Playing in her third straight final at Roland Garros, Sharapova outlasted Halep, in her first Grand Slam final, 6-4, 6-7 (5), 6-4. Sharapova's blistering forehand kept the Romanian on the run, but Halep's mix of smooth defensive and unexpected offense was impressive.

It was nice to see that the 22-year-old wasn't paralyzed by nerves brought on by playing on tennis' biggest stage with Sharapova on the other side of the net. Halep slugged away, brought her superior power to bear, dictated rallies from the baseline and -- as she's done all tournament -- simply saved her best tennis for when it's mattered most.

On triple match point at 5-4 in the third set, Sharapova nailed a deep angled forehand, and Halep barely managed to get a racket on it. Sharapova followed the lob until it landed wide, and then fell to her knees, with her second French Open title sealed. This is her 50th match win at the French Open, more wins than she's notched at any of the other three Grand Slams. (Who would have predicted this when Sharapova won Wimbledon, her first major, a decade ago?)

Game-by-game analysis of Maria Sharapova vs. Simona Halep in the French Open final

Photo: Matthew Stockman/Getty Images

This is Maria Sharapova's second French Open title and fifth Grand Slam win.

There's something misleading and artificial about the obligatory transformation of the tennis player. Yes, Andre Agassi went from the rat-tailed punk and the Taco Bell gastronomy, to bald and wise Tennis Buddha. Earlier in his career, Novak Djokovic was known mostly for his mimicry and questionable fortitude; today he is a businesslike and dignified champion, revered for his fighting instincts. The Serena Williams of today is not the Serena Williams of, say, 1999. But of course she's not. Who among us doesn't evolve and change over the course of 10, even 15 years?

Still, the emergence of Maria Sharapova as -- dare we say it? -- a clay-court specialist is among the most striking mid-career conversions in tennis memory. A hard, flat ballstriker with the locomotion of, well, a locomotive, Sharapova was singularly ill-suited for clay. No spin. No kick serve. No nuance. No fleetness afoot. But she worked on it. She embraced the challenge. She won.

Today's performance reinforced the abiding Sharapova irony: Her tennis game isn't what you would call easy on the eyes. She once endorsed Canon cameras with the slogan "Make every shot a power shot," and it applies to her tennis. Sharapova simply blasts away, firing round after round, punctuating each shot with a keening RHHEEEee-AAAhhhhh screech, that -- suffice to say -- she is not asked to replicate for her corporate clients. "Maria, full of grace," she is not.

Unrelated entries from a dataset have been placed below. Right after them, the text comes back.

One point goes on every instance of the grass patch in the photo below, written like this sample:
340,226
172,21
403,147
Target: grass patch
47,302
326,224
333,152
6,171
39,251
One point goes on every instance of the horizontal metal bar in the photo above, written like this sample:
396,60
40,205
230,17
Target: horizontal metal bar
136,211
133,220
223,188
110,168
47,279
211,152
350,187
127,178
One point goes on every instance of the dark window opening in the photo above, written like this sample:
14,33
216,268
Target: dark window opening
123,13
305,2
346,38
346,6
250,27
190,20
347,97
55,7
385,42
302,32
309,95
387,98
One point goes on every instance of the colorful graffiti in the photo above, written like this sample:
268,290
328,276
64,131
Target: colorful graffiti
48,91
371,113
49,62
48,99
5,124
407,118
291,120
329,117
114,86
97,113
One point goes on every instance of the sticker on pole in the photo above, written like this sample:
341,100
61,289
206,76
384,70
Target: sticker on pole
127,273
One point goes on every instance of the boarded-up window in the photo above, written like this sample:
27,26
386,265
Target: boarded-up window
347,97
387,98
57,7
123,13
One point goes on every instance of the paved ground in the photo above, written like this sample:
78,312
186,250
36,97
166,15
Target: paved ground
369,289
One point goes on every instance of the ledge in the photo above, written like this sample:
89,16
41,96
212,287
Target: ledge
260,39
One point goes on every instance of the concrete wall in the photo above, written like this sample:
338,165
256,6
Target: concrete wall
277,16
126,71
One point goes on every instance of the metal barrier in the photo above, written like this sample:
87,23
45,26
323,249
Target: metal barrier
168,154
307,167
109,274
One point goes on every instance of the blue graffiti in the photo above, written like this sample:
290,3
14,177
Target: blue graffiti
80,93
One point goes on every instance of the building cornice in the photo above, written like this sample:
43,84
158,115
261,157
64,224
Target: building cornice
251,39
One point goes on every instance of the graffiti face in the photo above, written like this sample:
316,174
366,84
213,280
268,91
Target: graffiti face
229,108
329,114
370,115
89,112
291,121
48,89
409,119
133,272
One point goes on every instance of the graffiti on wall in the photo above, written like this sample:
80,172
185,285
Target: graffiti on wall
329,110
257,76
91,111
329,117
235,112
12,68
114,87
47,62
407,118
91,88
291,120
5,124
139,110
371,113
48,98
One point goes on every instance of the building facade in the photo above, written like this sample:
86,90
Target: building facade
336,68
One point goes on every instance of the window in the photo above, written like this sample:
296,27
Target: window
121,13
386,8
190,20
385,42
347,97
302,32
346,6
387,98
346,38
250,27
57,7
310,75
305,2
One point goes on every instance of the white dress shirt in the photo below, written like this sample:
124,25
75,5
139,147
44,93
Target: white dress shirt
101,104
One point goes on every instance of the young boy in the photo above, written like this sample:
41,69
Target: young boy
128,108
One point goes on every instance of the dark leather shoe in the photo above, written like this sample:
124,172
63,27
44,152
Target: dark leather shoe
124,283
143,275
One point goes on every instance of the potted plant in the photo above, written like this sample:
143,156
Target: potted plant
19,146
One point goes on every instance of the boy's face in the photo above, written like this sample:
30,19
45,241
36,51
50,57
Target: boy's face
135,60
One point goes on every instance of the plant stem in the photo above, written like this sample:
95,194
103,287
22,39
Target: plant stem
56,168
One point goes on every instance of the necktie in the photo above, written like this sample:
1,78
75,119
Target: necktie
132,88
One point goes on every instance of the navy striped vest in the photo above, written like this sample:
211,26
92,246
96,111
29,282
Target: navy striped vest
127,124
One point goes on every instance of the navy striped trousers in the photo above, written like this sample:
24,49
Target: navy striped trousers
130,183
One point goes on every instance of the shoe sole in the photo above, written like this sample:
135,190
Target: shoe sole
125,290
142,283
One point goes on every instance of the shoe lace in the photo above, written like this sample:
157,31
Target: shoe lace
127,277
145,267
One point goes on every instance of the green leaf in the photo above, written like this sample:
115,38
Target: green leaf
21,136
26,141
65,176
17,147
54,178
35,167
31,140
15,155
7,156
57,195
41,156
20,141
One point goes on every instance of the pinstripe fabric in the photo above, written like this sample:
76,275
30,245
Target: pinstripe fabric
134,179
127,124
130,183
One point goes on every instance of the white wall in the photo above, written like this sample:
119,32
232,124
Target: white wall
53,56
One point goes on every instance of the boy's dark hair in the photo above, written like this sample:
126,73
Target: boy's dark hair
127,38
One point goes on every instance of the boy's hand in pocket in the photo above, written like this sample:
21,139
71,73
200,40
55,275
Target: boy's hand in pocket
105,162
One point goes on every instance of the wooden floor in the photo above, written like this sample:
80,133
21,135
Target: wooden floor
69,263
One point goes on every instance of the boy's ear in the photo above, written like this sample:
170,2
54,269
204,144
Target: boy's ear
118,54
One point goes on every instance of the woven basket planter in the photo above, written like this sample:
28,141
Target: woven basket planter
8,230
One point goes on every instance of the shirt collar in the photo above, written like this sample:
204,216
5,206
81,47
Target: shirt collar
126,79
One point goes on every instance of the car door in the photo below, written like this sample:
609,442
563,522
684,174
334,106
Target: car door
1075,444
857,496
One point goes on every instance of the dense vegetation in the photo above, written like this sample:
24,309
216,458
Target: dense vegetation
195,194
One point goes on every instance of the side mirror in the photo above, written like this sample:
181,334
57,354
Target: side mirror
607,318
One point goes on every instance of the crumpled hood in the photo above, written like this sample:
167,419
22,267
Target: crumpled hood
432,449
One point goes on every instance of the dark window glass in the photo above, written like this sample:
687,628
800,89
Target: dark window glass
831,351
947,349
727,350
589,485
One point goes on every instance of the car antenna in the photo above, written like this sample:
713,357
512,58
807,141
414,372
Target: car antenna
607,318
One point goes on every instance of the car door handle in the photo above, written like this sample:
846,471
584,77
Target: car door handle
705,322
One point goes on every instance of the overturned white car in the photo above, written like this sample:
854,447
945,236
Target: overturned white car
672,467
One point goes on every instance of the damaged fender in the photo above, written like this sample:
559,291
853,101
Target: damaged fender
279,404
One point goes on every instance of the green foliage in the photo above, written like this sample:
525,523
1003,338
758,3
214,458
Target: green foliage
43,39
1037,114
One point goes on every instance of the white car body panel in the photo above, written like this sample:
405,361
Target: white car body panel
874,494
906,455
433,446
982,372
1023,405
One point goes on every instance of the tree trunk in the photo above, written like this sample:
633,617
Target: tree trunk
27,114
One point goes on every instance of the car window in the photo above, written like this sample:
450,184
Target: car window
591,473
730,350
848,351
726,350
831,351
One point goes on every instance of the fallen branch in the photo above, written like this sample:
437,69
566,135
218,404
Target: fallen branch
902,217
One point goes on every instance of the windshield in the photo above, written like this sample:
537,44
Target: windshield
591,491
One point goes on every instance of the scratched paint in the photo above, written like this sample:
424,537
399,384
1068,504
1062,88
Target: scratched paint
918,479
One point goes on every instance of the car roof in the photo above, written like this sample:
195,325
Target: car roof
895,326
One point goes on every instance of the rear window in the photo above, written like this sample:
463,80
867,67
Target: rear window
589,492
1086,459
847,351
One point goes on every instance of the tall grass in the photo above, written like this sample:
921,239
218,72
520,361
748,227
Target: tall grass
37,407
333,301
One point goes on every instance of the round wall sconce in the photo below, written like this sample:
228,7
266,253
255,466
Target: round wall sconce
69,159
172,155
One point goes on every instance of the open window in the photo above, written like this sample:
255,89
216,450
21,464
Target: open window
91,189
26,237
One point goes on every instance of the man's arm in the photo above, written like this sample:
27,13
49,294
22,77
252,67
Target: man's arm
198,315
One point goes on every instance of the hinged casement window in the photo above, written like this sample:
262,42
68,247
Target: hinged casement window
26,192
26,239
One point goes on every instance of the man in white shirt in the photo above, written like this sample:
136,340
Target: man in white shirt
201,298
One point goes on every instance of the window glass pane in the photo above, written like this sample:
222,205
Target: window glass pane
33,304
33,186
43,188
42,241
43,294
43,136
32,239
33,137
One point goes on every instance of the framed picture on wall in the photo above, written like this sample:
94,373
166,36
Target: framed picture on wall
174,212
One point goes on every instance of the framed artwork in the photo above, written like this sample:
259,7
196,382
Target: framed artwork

What's more, hers is not a life of glamour; rather, she is tennis' answer to a gym rat. She spends her days not at international discos and cafes, but on the back practice courts from Stuttgart to Shanghai drilling and tinkering with her serve. Hardly a natural athlete, she simply laps up competition.

But Sharapova's still stumped by one person -- Serena Williams. Sharapova's struggles against the world No. 1 are, of course, well-chronicled. When Serena was defenestrated from the draw in the second round -- a day after Li Na, the second seed, tumbled out -- Sharapova's draw opened like a rose and she became the odds on favorite to the title. She played like it, waxing some opponents and simply outfighting others.

This tournament also doubles as a coterie for a new slate of WTA stars. For years, the tennis establishment has quietly wondered where the game will go after Serena, Li and Sharapova -- median age north of 30 -- decide to retire. This event we found out.

Garbine Muguruza backed up her upset of Serena by reaching the quarterfinals -- where she lost to now-champion Sharapova -- with her audacious ballstriking. Eugenie Bouchard, 20, now entrenched in the top 10, has reached the semis of both 2014 Grand Slams; on clay, her worst surface, she came within a few games of beating Sharapova and reaching the finals. Then Halep showed that even though she's only 5-foot-6, she's a fleet and fluid player who deserves her No. 3 ranking. But Sharapova beat them all in succession, with guts and glory. She's 27 years old, and long as she's still a glutton for competition, she'll stick around, thanks.

And today, tennis' most unlikely clay-court champion is entitled to shriek.